The Kosovo war has inevitably dominated British headlines in recent weeks. But lesser wars—culture wars—have continued unabated; and if the Blair government has become somewhat less frenetic in its campaign to “rebrand’ Britain, there have been powerful institutions more than willing to lend a hand.
Take the case of Florence Nightingale. We live in an age in which there is a move to dethrone every established hero sooner or later, and though Florence Nightingale wouldn’t have seemed one of the more obvious candidates, her turn was bound to come.
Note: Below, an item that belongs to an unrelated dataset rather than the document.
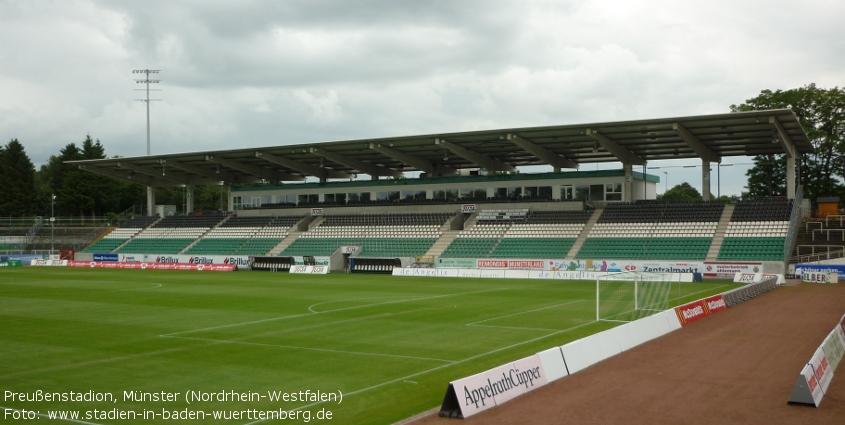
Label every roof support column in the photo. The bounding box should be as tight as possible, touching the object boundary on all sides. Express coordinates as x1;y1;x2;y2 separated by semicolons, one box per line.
786;155;795;199
185;184;194;213
147;186;155;217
What would have been harder to predict (until a few years ago, at least) was that when the attack was finally launched, it would be the work not of some small radical group, but of an organization with nearly half-a-million members, including 250,000 nurses.
At its recent annual conference Unison, the union representing workers in the British National Health Service, voted in favor of moving International Nurses’ Day from its present date, Florence Nightingale’s birthday, to “something more appropriate.” The motion was carried unanimously—unison indeed—and one of the speakers who proposed it came up with a comparison which surely deserves some kind of prize: “All over Eastern Europe statues of Lenin are being taken off their pedestals. It is in the same vein that the nursing profession must start to exorcise the myth of Florence Nightingale.” Even this speaker conceded that Nightingale was “not necessarily a very bad person”—just a fairly bad one, perhaps.